The most atmospheric (and often cheapest) placesto shop for fruit and vegetables remain the pazars (street markets) which take place almost everywhere in Turkey on a weekly basis. Usually the same stallholders visit a sequence of settlements in a particular area one after another. For example, in Cappadocia it is market day in Nevşehir on Monday; in Göreme on Wednesday; in Avanos on Friday; and in Ürgüp on Saturday. On the Bodrum Peninsula it is market day in Türkbükü on Monday; in Gölköy on Tuesday; in Bitez, Gümüşlük, Gündoğan and Ortakent on Wednesday; in Bitez and Yalıkavak on Thursday; in Turgutreis on Saturday; and in Gümbet on Sunday.

As well as fruit and veg, most street markets sell a range of fresh cheeses, eggs, some meat, dry biscuits, cleaning materials, some clothes and some fabrics. There will also be a range of plastic goods: washing baskets, washing-up bowls etc. In spring some markets also sell plants, flowers and soil.

Depending on where you are you may also be able to buy local specialities at the market. For example, the Bolu market sells locally-grown mushrooms, while the Uzunköprü market sells fine baskets made by Thracian Roma. The market in Göynük every Monday is a great place to stock up on local cheeses and, perhaps, on some of the tartan material with which the women make their şalvar. Bartın market is known for its strawberry sales in summer.

Except for along the coast, most street markets are aimed at locals rather than visitors. However, coastal markets may also sell items such as fake branded jeans, handbags and souvenirs for tourists.

There is an increasing trend towards relocating erstwhile street markets into all-weather market halls. This may help keep the streets cleaner but something is usually lost in the process. For example, oya (headscarf embroidery) used to be sold on the streets of Gönen during its market. Now everything is sold out of a market hall well away from the centre of town where fewer visitors are likely to find it.

Bit pazarları are flea markets which may also take place on the street. There’s a good one at Tire every Tuesday although these days you shouldn’t really expect too much in the way of bargains.

İstanbul street markets

Pazars still play an important part in the shopping experience even in a city the size of Istanbul and most İstanbullus still live within easy reach of a street market.

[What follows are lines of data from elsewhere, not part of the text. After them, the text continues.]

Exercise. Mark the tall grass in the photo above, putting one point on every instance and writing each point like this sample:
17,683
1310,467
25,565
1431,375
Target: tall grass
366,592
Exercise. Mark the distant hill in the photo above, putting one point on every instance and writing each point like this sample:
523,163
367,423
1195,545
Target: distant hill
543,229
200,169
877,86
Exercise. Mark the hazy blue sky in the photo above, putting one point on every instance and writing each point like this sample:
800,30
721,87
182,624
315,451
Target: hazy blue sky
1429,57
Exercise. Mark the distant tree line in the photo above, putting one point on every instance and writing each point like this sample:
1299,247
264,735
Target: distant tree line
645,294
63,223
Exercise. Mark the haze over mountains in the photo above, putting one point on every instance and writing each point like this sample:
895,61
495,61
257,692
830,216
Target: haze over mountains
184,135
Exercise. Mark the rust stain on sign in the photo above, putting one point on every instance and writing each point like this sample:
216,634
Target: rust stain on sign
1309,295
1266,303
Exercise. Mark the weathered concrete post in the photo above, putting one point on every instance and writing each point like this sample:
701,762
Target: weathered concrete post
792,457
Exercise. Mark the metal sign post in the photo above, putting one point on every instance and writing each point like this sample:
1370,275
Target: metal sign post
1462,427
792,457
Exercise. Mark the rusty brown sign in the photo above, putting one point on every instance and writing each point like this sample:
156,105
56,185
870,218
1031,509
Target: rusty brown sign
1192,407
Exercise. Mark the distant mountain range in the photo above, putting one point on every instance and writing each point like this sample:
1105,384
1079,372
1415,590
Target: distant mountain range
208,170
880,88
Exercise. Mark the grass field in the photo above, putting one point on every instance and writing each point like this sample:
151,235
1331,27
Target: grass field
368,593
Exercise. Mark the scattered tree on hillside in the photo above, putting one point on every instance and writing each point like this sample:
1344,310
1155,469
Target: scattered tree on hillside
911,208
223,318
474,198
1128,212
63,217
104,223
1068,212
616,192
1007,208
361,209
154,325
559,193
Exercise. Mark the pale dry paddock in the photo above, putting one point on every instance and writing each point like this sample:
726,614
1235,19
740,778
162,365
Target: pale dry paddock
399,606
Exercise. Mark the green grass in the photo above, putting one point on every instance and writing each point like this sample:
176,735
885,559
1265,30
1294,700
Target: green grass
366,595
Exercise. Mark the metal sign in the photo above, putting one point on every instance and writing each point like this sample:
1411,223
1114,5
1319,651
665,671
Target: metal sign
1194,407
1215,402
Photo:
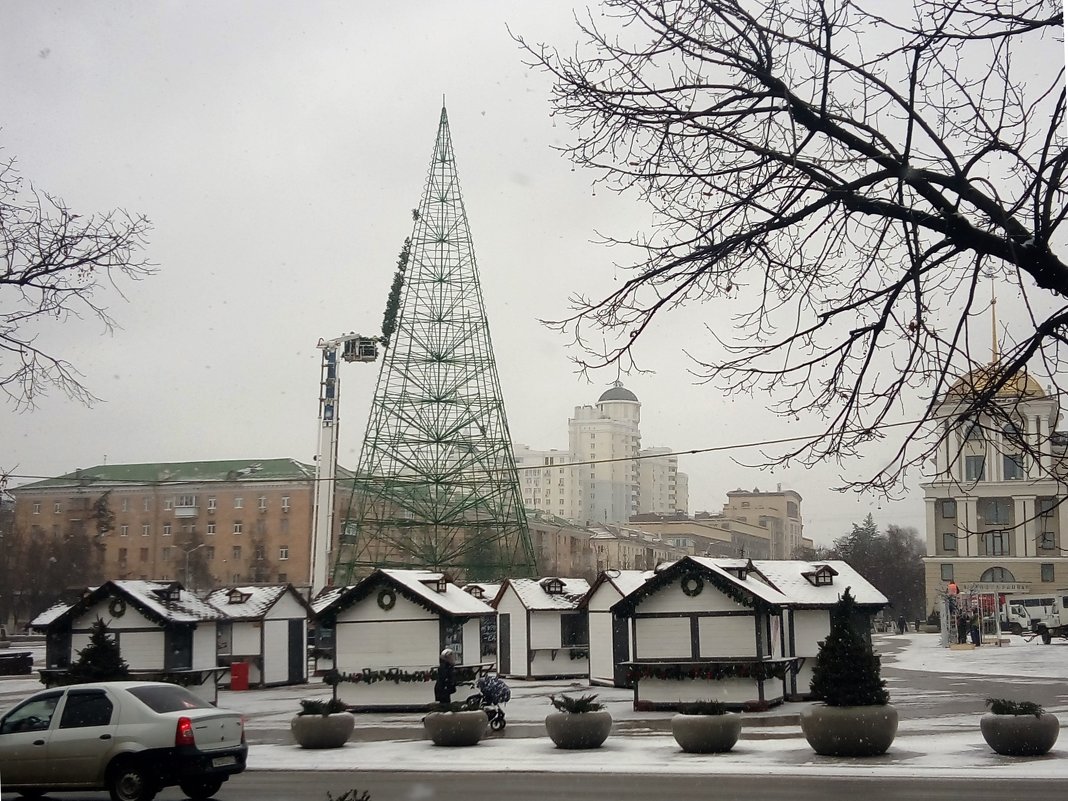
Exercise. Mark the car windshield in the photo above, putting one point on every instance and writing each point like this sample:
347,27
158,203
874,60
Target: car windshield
168,699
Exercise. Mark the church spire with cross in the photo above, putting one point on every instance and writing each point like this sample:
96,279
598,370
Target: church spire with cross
436,485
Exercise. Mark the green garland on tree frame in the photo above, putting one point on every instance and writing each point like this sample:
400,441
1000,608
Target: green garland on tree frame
711,671
398,676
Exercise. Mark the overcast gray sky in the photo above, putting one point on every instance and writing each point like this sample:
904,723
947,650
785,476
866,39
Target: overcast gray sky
278,148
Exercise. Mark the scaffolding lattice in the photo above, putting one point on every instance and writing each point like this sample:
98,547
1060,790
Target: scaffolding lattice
436,485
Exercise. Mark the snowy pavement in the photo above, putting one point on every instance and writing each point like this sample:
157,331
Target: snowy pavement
930,741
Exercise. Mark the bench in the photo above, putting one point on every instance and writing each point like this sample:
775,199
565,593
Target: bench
19,663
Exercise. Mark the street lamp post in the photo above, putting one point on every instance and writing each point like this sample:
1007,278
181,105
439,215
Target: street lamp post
188,553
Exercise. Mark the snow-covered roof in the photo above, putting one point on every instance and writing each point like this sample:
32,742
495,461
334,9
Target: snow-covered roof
454,600
787,576
167,599
329,595
534,595
753,583
247,602
48,615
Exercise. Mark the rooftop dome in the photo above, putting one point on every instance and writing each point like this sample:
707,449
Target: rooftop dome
1019,386
617,392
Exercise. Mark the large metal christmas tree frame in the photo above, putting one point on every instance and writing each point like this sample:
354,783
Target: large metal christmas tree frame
436,484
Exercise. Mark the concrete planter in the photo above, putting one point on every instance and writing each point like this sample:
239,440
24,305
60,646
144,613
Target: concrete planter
849,731
706,734
323,731
578,729
1020,735
456,728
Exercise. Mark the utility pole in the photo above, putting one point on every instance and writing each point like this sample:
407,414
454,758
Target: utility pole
354,348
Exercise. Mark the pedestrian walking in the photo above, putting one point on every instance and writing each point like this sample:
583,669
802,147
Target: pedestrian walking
445,684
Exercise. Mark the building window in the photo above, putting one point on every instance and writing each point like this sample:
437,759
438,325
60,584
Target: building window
995,511
1012,465
998,543
996,574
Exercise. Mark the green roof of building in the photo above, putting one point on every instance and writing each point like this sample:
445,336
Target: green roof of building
185,472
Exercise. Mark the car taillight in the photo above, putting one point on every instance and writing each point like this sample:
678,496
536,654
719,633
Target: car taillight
184,733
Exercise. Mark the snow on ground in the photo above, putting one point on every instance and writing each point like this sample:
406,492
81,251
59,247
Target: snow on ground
1018,658
962,754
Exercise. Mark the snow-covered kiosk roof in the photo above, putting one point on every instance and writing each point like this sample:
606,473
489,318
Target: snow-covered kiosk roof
549,594
161,601
432,590
253,602
731,580
818,584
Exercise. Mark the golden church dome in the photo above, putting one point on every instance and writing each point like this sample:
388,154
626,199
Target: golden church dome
974,381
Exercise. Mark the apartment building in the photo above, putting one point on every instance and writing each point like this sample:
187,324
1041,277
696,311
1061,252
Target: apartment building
205,523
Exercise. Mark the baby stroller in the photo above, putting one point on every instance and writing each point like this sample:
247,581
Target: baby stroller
491,697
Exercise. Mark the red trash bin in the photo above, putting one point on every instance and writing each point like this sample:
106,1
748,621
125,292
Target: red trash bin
238,675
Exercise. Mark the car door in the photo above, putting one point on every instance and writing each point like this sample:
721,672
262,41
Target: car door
82,740
24,740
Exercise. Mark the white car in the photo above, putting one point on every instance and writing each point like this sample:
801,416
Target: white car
131,738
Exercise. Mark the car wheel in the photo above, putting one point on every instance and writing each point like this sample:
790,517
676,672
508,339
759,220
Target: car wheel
201,789
129,781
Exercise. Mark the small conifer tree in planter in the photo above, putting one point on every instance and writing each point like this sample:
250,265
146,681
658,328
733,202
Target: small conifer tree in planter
455,723
1019,727
323,723
705,727
854,718
100,660
579,722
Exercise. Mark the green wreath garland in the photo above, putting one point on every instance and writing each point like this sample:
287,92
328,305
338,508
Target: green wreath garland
387,599
692,585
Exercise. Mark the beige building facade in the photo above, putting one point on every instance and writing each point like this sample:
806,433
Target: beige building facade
204,523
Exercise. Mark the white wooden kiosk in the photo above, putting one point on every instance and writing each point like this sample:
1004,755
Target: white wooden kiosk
610,646
389,631
163,632
540,630
704,632
266,627
812,589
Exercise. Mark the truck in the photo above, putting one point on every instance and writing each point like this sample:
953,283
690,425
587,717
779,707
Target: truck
1045,614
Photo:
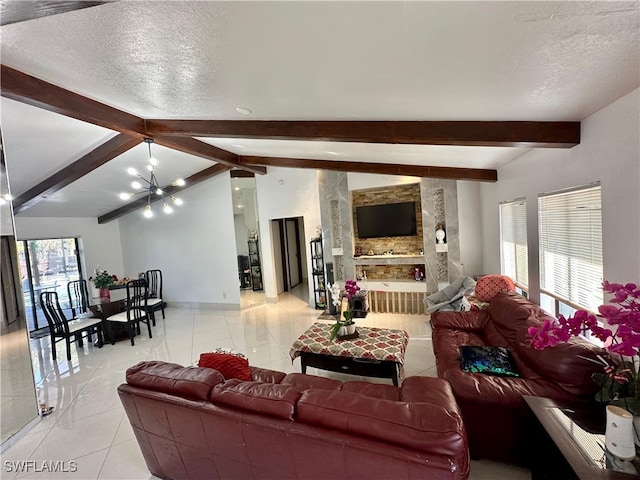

The largest and most impressive is the Wednesday market at Çarşamba in the Fatih district. Here everything is on sale, from aubergines and melons to cheeses and pastırma, alongside a wide range of cheap clothing and household goods.  This is a very conservative neighbourhood so you’ll find yourself shopping alongside women in black chadors and men in baggy pants with big, bushy beards.

Every Wednesday a street market also takes place in the Cankurtaran area of İstanbul, within easy walking distance of most of the “Sultanahmet” hotels. Here shoppers go about their fruit and vegetable shopping in the shadow of the Sphendone, the huge brick structure that once supported the far end of the Hippodrome. Mainly a fruit and vegetable market, it sells cheese, eggs and helva too, making it perfect for stocking up on picnic ingredients.

If you’re staying around Taksim, the biggest and most interesting market is the one that takes place in Tarlabaşı every Sunday. Since this is a poor neighbourhood the produce tends to be very keenly priced.

On the Asian side of İstanbul it’s fun to shop at Kadıköy whose narrow streets are filled with wonderful greengrocers’ shops, delicatessens and fish shops. The colourful and high quality produce is always piled high, and shopkeepers will be happy to let you sample unfamiliar items.

Another particularly interesting market to visit in İstanbul is the Organic Food Market in Feriköy, across the Golden Horn in Beyoğlu. A first for Turkey, this sells fresh produce from all over the country but particularly from Yalova, a market gardening area on the southern side of the Sea of Marmara which is well known for its strawberries, blackberries and grapes. There’s also an organic food market in Kasımpaşa where most of the produce on sale is from the Black Sea region of the country.

Real İstanbul foodies with a taste for the offbeat might like to venture up to “Little Siirt“, a square lurking in the shadow of the great Aqueduct of Valens, the Roman monument that straddles Atatürk Bulvarı as it runs uphill towards Fatih from Unkapanı and the Golden Horn. Here a community from Siirt in south-eastern Turkey has taken root, and their shops offer wonderful, aromatic eyefuls of the sort of produce you won’t find anywhere else in the city. Come here to buy tandır ekmeği, circles of bread that look like doughnuts but which have been dried and need rehydrating before eating, a common rural practise in the days when there wasn’t a bakery on every street corner. Here, too, you’ll find a mouth-watering array of cheeses sold both in tins (teneke) and hairy goatskins (tulum), jar upon jar of fresh honey (bal), and all sorts of dried fruit and vegetables. The butcher’s shops (kasap) still come adorned with sheep’s heads and bloody piles of intestines. It’s a real slice of the old rural Turkey transposed into the heart of modern Istanbul.

Officially Little Siirt is the Kadınlar Pazarı (the Women’s Market) although the female shoppers who gave it that name departed some 80 years ago. It’s also known as the İtfaiye (Fire Station) Pazarı or the Fatih Pazarı.